For main_file.filtered.sqlite,
>sqlite3 main_file.filtered.qlite
sqlite>select count(*) from variant;
sqlite>select count(*) from gene;
sqlite>select count(*) from sample;
sqlite>select count(*) from mapping;

If there is any difference between the two count(*) for a table, further investigation can be done with

For main_file,
>sqlite3 main_file.sqlite
sqlite>select * from <table name> limit 50;

For main_file.filtered.sqlite,
sqlite>select * from <table name> limit 50;
spaul-genetics commented 2 years ago

Here are the counts. From the main sqlite file:

sqlite> .open toy_annot.sqlite
sqlite> select count(*) from variant;
711
sqlite> select count(*) from gene;
318
sqlite> select count(*) from sample;
7112
sqlite> select count(*) from mapping;
711

I tried using util filtersqlite and use filter.json file created using oc gui but ended up with sqlite3.OperationalError: no such table: viewersetup. I used oc report toy_annot.sqlite -t vcf -f toy_filter.json to filter into a vcf file and run oc on the filtered vcf.

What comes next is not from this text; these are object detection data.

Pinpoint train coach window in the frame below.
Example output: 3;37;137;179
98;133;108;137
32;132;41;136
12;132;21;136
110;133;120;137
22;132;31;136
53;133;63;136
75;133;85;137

The counts on this filtered database

sqlite> .open toy_annot_oc_filtered.sqlite
sqlite> select count(*) from variant;
51
sqlite> select count(*) from gene;
41
sqlite> select count(*) from sample;
332
sqlite> select count(*) from mapping;
51

I also used my SQL code to filter variants using same criteria. This is the count I get:

sqlite> .open toy_annot_sql_filtered.sqlite
sqlite> select count(*) from variant;
602
sqlite> select count(*) from gene;
231
sqlite> select count(*) from sample;
5800
sqlite> select count(*) from mapping;
602

I can provide the toy example data that I used to recreate the issue if necessary.

kmoad commented 1 year ago

Sorry for the slow response. If you are still interested in this issue, please send the toy example data.